De pronto, mi pie chocó con la raíz de un árbol y caigo sin fuerzas, rindiéndome ante la fatalidad de la vida que se me acababa. Agotada, cerré los ojos esperando que la criatura del mal ejecutara su amenaza, pero lo único que logré distinguir dentro de las tinieblas del bosque era ese sonido continuo y estridente aproximándose, tragándose la espesa neblina y el bosque entero.

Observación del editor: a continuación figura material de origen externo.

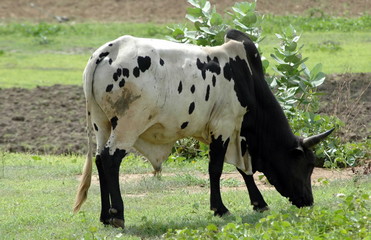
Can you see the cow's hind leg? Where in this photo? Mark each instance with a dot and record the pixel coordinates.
(112, 208)
(218, 148)
(256, 198)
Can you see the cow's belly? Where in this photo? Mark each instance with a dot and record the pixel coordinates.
(159, 134)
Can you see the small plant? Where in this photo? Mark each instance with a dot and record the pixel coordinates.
(348, 218)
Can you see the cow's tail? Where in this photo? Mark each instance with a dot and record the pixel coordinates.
(82, 191)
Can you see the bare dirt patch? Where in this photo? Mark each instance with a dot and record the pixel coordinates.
(51, 120)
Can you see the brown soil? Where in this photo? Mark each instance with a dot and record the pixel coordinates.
(52, 119)
(162, 10)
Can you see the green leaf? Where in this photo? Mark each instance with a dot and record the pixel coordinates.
(194, 14)
(320, 78)
(216, 19)
(316, 69)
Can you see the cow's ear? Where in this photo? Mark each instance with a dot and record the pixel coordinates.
(298, 151)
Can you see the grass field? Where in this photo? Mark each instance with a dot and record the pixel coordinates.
(37, 193)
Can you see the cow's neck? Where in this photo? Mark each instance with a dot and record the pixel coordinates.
(268, 130)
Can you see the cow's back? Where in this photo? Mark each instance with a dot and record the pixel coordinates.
(168, 90)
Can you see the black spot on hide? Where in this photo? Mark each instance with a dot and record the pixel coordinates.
(109, 88)
(180, 87)
(211, 65)
(125, 72)
(114, 122)
(118, 72)
(227, 71)
(184, 125)
(136, 72)
(103, 54)
(193, 88)
(144, 63)
(115, 77)
(191, 108)
(122, 83)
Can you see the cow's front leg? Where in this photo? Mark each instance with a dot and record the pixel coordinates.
(218, 148)
(111, 167)
(256, 198)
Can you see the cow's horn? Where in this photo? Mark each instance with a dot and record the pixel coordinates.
(313, 140)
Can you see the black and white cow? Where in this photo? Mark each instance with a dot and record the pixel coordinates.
(145, 94)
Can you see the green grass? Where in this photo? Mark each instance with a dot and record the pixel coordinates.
(45, 54)
(37, 193)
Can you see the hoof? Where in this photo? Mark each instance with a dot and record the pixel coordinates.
(117, 223)
(112, 211)
(221, 213)
(261, 209)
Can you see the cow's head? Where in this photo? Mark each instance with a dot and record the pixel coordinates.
(291, 170)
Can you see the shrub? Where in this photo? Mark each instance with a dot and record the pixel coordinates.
(295, 85)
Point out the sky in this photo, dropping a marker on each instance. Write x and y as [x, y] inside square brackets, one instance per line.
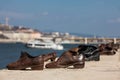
[97, 17]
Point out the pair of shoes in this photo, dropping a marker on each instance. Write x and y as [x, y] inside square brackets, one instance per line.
[26, 61]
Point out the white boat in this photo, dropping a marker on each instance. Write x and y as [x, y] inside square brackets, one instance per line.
[44, 45]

Cuando abrí mis ojos, estaba de vuelta en mi cuarto, en mi cama. Abrumada, elevé mi brazo casi insostenible y aplasté el interruptor del despertador empujándolo sin querer al piso. Minutos después logré sentarme, estaba desorientada y somnolienta, mis manos sudadas frotaron mis ojos y temblando recogí mi cabello empapado por el sudor. Despacio bajé de la cama y caminé tambaleándome hacia el baño pero mis pies terminaron por ceder obligándome a permanecer cerca de la pared amarilla fría y estable. Sin razón alguna mi cuerpo me suplicaba quedarse en la cama. Por supuesto las ganas de quedarme no me faltaban, pero tenía que ir a la universidad. Mi mirada se detuvo en el despertador caído en el piso, eran las nueve y media. ¡Las nueve y media! Apurada, titubeante, me dirigí al baño. 

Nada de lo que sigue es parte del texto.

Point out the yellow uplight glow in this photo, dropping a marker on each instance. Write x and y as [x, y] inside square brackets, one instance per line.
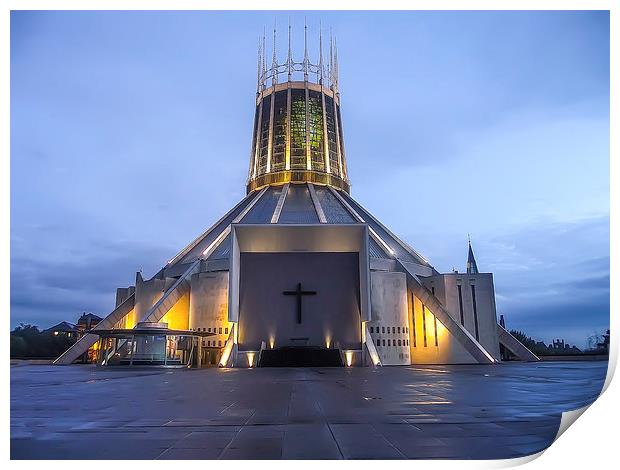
[349, 357]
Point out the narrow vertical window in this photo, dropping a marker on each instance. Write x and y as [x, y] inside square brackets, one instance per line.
[461, 305]
[424, 324]
[413, 320]
[473, 300]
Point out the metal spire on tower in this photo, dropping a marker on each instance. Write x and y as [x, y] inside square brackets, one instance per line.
[305, 51]
[320, 54]
[331, 59]
[264, 61]
[259, 67]
[472, 267]
[289, 60]
[274, 61]
[336, 71]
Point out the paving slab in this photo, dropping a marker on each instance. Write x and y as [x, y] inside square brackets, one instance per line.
[411, 412]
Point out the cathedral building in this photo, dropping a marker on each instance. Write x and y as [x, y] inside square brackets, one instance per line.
[298, 272]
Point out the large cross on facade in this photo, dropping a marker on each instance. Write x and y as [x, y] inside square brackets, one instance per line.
[299, 293]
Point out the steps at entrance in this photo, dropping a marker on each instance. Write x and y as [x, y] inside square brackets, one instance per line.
[300, 357]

El agua caliente recorría mi gélido cuerpo y con un alivio evidente sentía poco a poco el calor invadirme calmando mis temblores. Sin perder tiempo, tomé el champú de avena con almendras vertiéndolo en la palma de mi mano friccioné mi cabellera, luego tomé el jabón rosado en mis manos frotándolas para enjabonar mi cuerpo. Apenas había colocado mi mano sobre mi piel que noté un corte sobre mi brazo derecho, extrañada limpié la pequeña herida con cuidado, pero al inspeccionar el resto de mi cuerpo observe que tenía cortaduras en mi brazo izquierdo, y en los antebrazos, y en mis piernas, y en mis rodillas: ¡tenía la piel raspada y cortada por todos lados! Conmocionada, sin entender, e histérica limpié cada lesión quitando la sangre seca mezclada con lodo mientras el agua mugrienta pasaba por la bañera blanca manchándola. Furiosa, froté con mi mano la bañera hasta quitar todo rastro.  ¿Qué había pasado? ¿A dónde había ido anoche? No me acordaba haber salido. Es más, me había quedado dormida mirando una película; hasta que poco a poco el borroso recuerdo de la pesadilla, de mi pesadilla, volvió a mi mente: había sido terrible, corría, escapaba en un bosque cazada por alguien. El temor se expandió al reconocer el dolor en mis entrañas y las lágrimas corrieron sobre mis mejillas, me dolía tanto, pero no me acordaba de nada más. Minutos después, todo rastro del sueño se había escondido en algún rincón oscuro de mi mente, en el refugio de mí olvido. 
Sola.
Desnuda. 
Cortada.
Prisionera de mi propia mente, la soledad aprovechó para atormentarme, recordándome el dolor de la pérdida de un ser amado. Nunca había sufrido un sueño tan poderoso al punto de sentirme destrozada aún despierta, sacudí la cabeza negándome a caer en el vacío de la desesperación; forcé mi mente a desviar el enfoque de mis pensamientos.

—¿Qué tienes que hacer hoy? —me alentó mi voz.

—Cierto, examen de Procedimientos Técnicos, y una reunión unas horas antes con Lucio para repasar la materia—respondí susurrando.
Sin pensar, me apresuré, salí de la ducha, me sequé sin mirarme al espejo y me vestí con unos vaqueros negros apretados, una camisa amarilla de satín con mangas largas, y unas zapatillas con encaje blanco. Esta vez me miré al espejo y aprecié el conjunto sin sorprenderme ver una raspadura justo debajo de mi ojo derecho hasta mi oreja. Soltando una maldición, tomé mi maquillaje para ocultarlo. No había pasado nada. No pasaba nada. Todo había estado bien. Todo estaba bien. Me lo repetí una y otra vez hasta lograr convencerme a mí misma. Una pesadilla, había sido una pesadilla y el resto el fruto de mi imaginación. Al terminar me observé en el espejo, no quedaba ningún indicio, la ropa y el maquillaje lo cubrían todo. Era un día como cualquiera, estaba lista para irme a la universidad bajo el resplandor del sol dándome la bienvenida.